North Side Gang
- Founded: 1919
- Founded by: Dean O'Banion; Hymie Weiss;
- Founding location: North Side, Chicago, Illinois, U.S.
- Years active: 1919–1935
- Territory: Various neighborhoods in Chicago, mainly Northern Chicago
- Ethnicity: Mainly Irish American, with German American, Polish American, Jewish American, and Italian American members
- Membership (est.): Around 30 members
- Criminal activities: Racketeering, bootlegging, illegal gambling, extortion, robbery, murder
- Rivals: Chicago Outfit and Genna crime family

= North Side Gang =

Bootlegging gang in Chicago during 1920s

The North Side Gang, also known as the North Side Mob, was a multi-ethnic criminal organization within Chicago during the Prohibition era from the early 1920s to the mid-1930s. It was the principal rival of the South Side Gang, later known as the Chicago Outfit or Chicago Mafia, the predominantly Italian-American crime syndicate led by Johnny Torrio and Al Capone.

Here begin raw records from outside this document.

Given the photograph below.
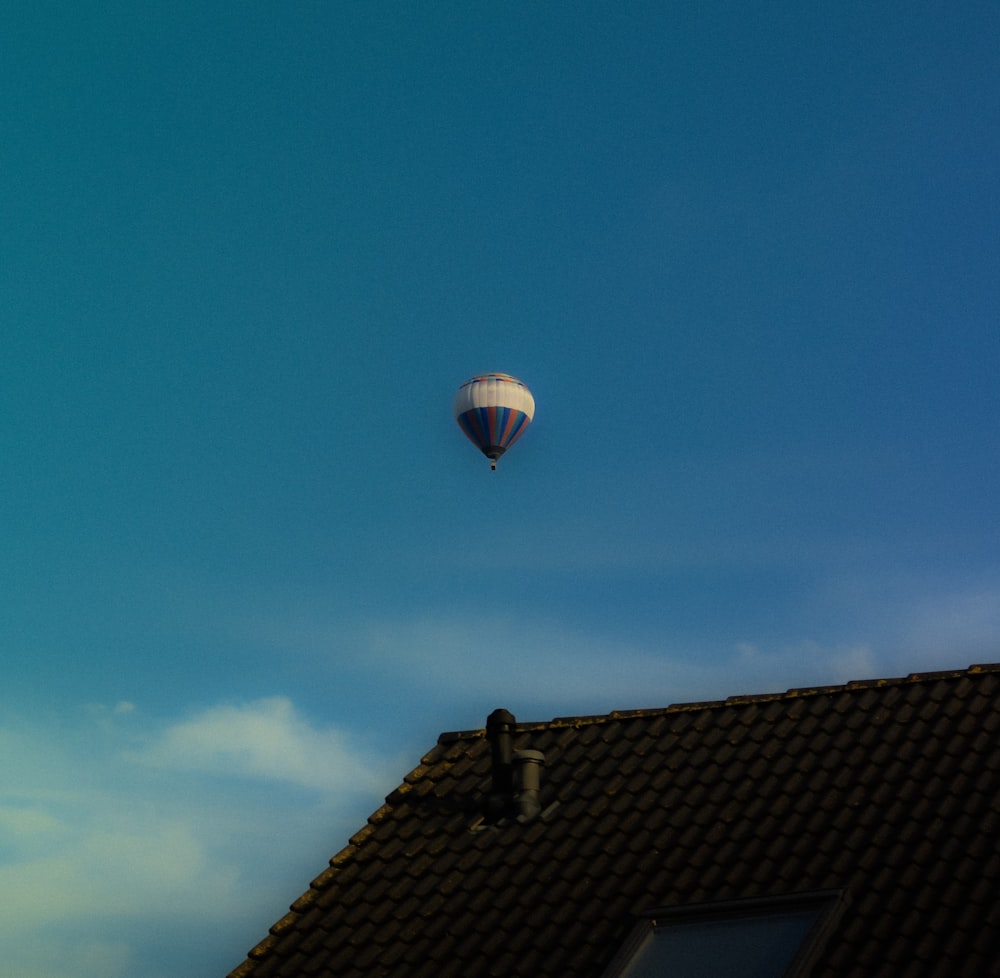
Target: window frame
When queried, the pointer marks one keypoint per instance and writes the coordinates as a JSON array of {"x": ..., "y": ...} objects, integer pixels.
[{"x": 828, "y": 905}]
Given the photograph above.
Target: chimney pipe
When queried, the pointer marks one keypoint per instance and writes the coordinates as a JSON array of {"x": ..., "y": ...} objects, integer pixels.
[
  {"x": 499, "y": 731},
  {"x": 529, "y": 778}
]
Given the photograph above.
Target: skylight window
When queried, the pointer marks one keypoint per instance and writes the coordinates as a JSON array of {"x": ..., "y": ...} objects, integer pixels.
[{"x": 738, "y": 940}]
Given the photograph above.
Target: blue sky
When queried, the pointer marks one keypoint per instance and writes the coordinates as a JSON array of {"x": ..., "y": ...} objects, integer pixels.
[{"x": 745, "y": 256}]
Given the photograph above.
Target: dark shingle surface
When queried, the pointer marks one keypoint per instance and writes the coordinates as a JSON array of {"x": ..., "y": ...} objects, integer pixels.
[{"x": 887, "y": 790}]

==History of the North Side Gang==
===Early history===
Like many other Chicago-based Prohibition gangs, the North Side Gang originated from the Market Street Gang, one of many street gangs in Chicago at the turn of the 20th century. The Market Street Gang was made up of pickpockets, sneak thieves and labor sluggers working in the 42nd and 43rd Wards. The gang especially distinguished itself during the newspaper "Circulation Wars" of the early 1910s between the Chicago Examiner and the Chicago Tribune.

It was during the Circulation Wars that future North Side leader Dean O'Banion, then a member of the juvenile satellite Little Hellions, would develop valuable contacts with politicians and journalists. O'Banion and other members of the North Siders would be mentored by safecracker Charlie "The Ox" Reiser. O'Banion was one of the many Market Streeters to become a bootlegger.

===Prohibition===
With the start of Prohibition, the members of the North Side Gang quickly took control of the existing breweries and distilleries in the North Side of Chicago. This gave them a near monopoly on the local supply of real beer and high quality whiskey; their rivals only had supplies of rotgut liquor and moonshine. Based on the North Clark Street restaurant McGovern's Saloon and Café, the North Side Gang would soon control the working-class neighborhoods of the 42nd and 43rd Wards within months. They controlled a section of downtown that went from Madison street to the Chicago river, eastwards to Lake Michigan. In addition to bootlegging, the gang continued to burglarize local stores and warehouses and run illegal gambling operations. Unlike the rival Chicago Outfit, however, they refused to traffic in prostitution.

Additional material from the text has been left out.